Jesus said: “These signs shall follow them that believe” (Mark 16:17) (Part 4)
(This article is part of a continuing series. The previous article can be found here).
Are miracles still occurring today? That is not the same question as, “Do people still claim to witness miracles today?” People claim to witness miracles regularly. But a claim must be substantiated.
This is a somewhat touchy subject because if you say, “God is no longer working miracles as He did in the first century,” people might hear that as, “God is not active in people’s lives,” or, “God is no longer capable of performing a miracle,” or, “God does not provide healing at all,” or perhaps worse, “God doesn’t care about us.”
But these inferences are not necessary at all. God can be active in people’s lives, fully capable of performing miracles, provide healing, and care about us, without ever performing a miracle (you might reference this previous article in which we argued that, for the most part, practically no one has ever witnessed a true miracle).
But in order to answer the question of whether miracles are still happening today, we must first uncover the purpose of the miracles. Then, we must understand what, if any, limitations were associated with biblical miracles.
What was the primary purpose of the New Testament-era miracles?
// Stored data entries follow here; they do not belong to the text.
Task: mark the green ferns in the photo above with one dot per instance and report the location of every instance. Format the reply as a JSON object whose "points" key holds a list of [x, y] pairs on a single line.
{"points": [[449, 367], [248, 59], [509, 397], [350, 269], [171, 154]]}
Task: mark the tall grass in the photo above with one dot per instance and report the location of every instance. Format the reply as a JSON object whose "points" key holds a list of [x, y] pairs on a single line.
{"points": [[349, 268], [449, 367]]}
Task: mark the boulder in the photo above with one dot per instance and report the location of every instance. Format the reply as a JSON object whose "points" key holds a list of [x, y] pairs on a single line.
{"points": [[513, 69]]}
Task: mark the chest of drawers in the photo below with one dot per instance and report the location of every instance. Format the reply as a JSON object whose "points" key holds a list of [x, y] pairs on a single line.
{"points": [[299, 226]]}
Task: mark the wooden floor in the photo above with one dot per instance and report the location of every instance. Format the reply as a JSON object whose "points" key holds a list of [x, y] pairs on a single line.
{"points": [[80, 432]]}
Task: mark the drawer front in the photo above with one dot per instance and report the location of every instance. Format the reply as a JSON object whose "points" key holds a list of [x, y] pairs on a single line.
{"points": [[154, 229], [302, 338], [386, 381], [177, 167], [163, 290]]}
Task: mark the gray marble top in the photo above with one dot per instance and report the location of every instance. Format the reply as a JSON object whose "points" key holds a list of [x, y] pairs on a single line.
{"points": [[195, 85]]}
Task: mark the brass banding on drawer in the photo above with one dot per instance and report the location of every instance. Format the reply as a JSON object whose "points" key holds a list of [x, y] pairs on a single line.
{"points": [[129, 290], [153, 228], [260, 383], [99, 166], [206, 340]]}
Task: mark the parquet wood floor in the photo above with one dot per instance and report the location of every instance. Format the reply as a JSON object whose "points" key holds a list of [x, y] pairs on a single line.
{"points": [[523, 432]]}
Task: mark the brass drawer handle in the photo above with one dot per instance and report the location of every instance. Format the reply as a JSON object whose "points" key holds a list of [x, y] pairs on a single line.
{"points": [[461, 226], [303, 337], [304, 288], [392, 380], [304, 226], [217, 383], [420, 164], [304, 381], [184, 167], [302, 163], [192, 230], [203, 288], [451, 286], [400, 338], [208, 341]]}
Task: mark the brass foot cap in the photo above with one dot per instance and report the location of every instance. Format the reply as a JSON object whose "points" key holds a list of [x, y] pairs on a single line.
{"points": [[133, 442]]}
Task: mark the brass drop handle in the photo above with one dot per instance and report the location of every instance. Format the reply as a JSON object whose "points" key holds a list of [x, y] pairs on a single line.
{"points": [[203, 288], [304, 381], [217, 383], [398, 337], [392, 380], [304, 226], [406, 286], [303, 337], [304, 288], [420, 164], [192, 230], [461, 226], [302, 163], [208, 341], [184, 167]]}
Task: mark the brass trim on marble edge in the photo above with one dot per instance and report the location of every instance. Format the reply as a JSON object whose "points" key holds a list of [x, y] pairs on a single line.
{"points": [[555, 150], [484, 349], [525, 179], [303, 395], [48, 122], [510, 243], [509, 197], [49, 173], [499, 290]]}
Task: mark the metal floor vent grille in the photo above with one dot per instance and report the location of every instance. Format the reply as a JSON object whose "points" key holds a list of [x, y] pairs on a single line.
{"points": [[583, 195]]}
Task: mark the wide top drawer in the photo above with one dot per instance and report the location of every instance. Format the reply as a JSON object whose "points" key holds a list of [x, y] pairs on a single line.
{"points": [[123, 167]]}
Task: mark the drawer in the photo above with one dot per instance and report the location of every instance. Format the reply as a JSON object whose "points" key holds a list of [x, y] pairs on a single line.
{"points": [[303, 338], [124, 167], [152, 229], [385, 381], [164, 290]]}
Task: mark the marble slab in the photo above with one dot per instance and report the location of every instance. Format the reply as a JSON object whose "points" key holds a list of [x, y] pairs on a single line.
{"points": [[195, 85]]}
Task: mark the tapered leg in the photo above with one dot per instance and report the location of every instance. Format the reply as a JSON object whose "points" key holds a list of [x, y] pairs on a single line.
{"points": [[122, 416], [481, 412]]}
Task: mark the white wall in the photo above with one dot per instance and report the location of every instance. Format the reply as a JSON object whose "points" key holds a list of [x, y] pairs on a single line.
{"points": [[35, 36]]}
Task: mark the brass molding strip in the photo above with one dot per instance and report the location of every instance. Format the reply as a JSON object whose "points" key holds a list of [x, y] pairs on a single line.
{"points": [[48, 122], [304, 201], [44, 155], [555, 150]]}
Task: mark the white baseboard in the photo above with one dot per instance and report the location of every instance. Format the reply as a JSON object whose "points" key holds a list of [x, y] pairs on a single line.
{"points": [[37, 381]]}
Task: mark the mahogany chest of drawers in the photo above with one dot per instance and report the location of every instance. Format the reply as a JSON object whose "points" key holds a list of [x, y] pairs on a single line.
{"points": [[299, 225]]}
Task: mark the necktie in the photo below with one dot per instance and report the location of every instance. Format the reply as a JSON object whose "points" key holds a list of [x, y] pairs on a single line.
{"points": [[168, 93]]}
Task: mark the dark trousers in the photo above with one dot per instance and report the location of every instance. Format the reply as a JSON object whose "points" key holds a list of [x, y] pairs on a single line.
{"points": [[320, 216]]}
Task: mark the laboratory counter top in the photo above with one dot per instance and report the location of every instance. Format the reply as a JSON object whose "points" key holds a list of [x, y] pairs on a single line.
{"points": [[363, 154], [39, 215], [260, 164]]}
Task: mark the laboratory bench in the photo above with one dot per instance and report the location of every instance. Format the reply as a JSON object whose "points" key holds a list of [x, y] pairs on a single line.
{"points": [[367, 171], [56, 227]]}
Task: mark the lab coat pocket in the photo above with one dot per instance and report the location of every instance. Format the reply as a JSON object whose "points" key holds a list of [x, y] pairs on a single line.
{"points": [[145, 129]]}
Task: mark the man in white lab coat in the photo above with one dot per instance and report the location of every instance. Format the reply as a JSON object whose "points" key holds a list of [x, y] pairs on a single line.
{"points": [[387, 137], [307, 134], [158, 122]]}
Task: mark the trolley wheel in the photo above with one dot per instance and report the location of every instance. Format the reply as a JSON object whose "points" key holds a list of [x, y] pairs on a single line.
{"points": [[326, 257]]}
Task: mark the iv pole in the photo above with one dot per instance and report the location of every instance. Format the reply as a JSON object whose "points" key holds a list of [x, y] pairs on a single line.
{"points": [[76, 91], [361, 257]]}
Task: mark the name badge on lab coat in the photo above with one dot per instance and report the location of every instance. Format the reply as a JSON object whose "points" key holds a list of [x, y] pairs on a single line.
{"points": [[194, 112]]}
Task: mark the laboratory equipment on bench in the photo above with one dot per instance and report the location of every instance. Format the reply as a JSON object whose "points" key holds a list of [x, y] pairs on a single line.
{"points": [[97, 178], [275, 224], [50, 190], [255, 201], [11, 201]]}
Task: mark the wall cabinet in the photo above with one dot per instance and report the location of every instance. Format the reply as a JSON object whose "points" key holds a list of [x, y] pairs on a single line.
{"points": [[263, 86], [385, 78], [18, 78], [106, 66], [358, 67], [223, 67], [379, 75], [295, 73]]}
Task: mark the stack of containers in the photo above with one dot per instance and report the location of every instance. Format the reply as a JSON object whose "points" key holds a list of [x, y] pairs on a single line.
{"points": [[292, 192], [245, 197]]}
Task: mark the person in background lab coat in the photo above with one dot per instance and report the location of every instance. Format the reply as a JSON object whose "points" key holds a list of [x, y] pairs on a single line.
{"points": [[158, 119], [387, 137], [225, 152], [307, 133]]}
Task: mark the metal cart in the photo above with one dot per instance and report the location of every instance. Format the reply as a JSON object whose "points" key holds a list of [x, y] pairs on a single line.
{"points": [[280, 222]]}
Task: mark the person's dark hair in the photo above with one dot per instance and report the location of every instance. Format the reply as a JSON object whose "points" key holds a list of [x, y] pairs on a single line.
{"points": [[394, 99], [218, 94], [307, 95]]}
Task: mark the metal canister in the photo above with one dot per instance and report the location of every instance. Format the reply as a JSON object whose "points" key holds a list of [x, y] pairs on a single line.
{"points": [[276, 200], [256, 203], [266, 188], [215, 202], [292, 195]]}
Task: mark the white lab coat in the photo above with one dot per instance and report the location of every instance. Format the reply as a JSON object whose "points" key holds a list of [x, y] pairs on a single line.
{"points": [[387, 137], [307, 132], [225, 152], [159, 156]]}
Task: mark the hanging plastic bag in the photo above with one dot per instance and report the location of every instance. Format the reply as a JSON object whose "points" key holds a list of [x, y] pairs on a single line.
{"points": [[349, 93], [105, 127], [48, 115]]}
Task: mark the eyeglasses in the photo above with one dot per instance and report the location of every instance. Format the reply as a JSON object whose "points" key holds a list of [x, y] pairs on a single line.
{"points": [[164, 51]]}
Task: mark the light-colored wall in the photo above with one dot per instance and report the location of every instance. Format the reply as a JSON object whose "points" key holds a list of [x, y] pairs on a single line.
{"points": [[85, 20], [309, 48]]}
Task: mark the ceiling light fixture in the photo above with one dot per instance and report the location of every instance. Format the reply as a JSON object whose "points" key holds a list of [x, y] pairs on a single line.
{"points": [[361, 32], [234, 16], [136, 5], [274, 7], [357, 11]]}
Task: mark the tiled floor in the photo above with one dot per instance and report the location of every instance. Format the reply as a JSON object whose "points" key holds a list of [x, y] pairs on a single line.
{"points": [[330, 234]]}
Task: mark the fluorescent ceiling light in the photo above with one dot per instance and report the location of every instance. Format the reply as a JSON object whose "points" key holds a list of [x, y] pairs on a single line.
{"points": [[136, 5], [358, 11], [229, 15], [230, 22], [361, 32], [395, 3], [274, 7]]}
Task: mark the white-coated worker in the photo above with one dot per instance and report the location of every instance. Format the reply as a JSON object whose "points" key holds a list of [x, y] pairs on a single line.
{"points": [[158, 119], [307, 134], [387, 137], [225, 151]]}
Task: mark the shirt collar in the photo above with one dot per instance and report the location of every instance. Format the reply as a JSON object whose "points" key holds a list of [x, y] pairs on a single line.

In Mark 16:17-18, our key text for this series of articles, Jesus promised his followers that certain “signs” would follow those who believed. But while many focus on what the particular signs, or miracles were, that is actually not the most important element to consider. The most important aspect is the designed purpose for which the miracles were done:
“And they went forth, and preached every where, the Lord working with them, and confirming the word with signs following” (Mark 16:20).
The phrase “confirming the word” is a statement of purpose. It lets us know the design of the miracles. They were to confirm the word. There was a reason, indigenous to the early church, why “the word” needed miraculous confirmation at this time: it was incomplete.
When Christianity began, the only revelation from God was the Old Testament (OT, Genesis-Malachi). But once Jesus offered himself as a sacrifice for sins (Hebrews 10:11-14), Christians stopped carrying out the dictates of the Law (though, questions about previous rites like circumcision did persist, re: Acts 15:1-24).
Why? The old covenant was brought to fruition in Christ (Matthew 5:17-18). It served its purpose (Galatians 3:24), and Jesus removed it through his cross (Colossians 2:14). That doesn’t mean the OT is not instructive or useful, but the rites are no longer binding to those in covenant with Christ. Why? That covenant was inferior and replaced by the greater lawgiver, priest and sacrifice: Jesus Christ (for further study: Hebrews 7:22-27; Hebrews 8:6-13; Hebrews 9:13-16).
Consequently, the first Christians – while they used the prophetic evidence in the Law to corroborate their testimony of the resurrected Jesus – still had no written covenant for themselves. This new revelation of God came via apostles and prophets of the New Testament (hereafter, NT) era (cf. 1 Corinthians 2:1-16; Ephesians 3:1-5).
However, an apostle couldn’t just start telling everyone what to do. He needed definitive proof that what he said was from God. This is why, as the gospel message spread around the world, miracles came along, “confirming the word with signs following” (cf. Acts 2:43; Acts 4:30; Acts 5:12; Acts 8:13; Acts 15:3; Romans 15:19; Hebrews 2:4). These are even called by Paul “the signs of an apostle” (2 Corinthians 12:12).
The designed purpose of the NT era miracles was to confirm new revelation from God. If they are still occurring today, then new revelation from God is still occurring, and some argue that this is so.
Unfortunately for that argument, the NT itself claims to have been once delivered to the early church in the first century (2 Peter 1:3; Jude 3). As W.E. Vine stated:
With the completion of Apostolic testimony and the completion of the Scriptures of truth (‘the faith once for all delivered to the saints,’ Jude 3, RV), ‘that which is perfect’ had come, and the temporary gifts were done away” (Commentary on First Corinthians, Grand Rapids: Zondervan, 1951, p. 184; qtd. in Wayne Jackson, “Can Christians Speak in Tongues Today?“).
Of course, some allege that miracles are still occurring today. But it is not enough to make allegations. According to the purpose for miracles, if they are occurring today, we should be adding to the body of NT books.
One can disagree with the idea that miracles only accompanied new revelation and the temporary, apostolic ministry if they choose, but one must provide evidence from the Bible that supersedes the evidence of Mark 16, which teaches that miracles were designed for that purpose alone.
Furthermore, personal experience (witnessing/experiencing an alleged miracle) that contradicts the Bible’s teaching on this subject is not admissible, as it is entirely subjective and cannot be tested.